The Lay Vicars Choral of Lichfield Cathedral are still a semi-professional body of singers, although most of them have a variety of jobs in addition to their daily singing at the cathedral. The nine Lay Vicars are the heirs to an ancient tradition dating back to the 13th century.

An early 18th century glass goblet survives as a relic from the great days of the Vicars’ Close and is on display in the cathedral. Knows as a Rummer, it has a capacity of 2½ imperial pints, and it was originally used to measure a daily allowance of beer – part of the commons – for each vicar.
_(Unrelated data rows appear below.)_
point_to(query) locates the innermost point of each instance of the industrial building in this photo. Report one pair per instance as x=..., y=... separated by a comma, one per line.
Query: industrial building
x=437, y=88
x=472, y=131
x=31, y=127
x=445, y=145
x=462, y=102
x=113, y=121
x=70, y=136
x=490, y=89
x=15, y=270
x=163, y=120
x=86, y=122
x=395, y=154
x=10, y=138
I am told that once a year, the Lay Vicars still fill this goblet with beer and pass it around one another, drinking a toast to the memory of past members of the choral foundation. But I have a feeling they’re not allowed to bring it out of the Cathedral Close to any of the nearby pubs. I must ask later today.

2 comments:

Douglas Findlay Bishop said...

I have recently become interested in the various Colleges of Vicars Choral and their history, buildings and role in the English Church. I found this entry most interesting and informative
Thank you very much

Unknown said...

As I sit quietly contemplating this unchanging scene in 2021. I trust it will be the case, in another 600 years that our decendents will be truly uplifted while taking in breath taking beauty of Lichfield.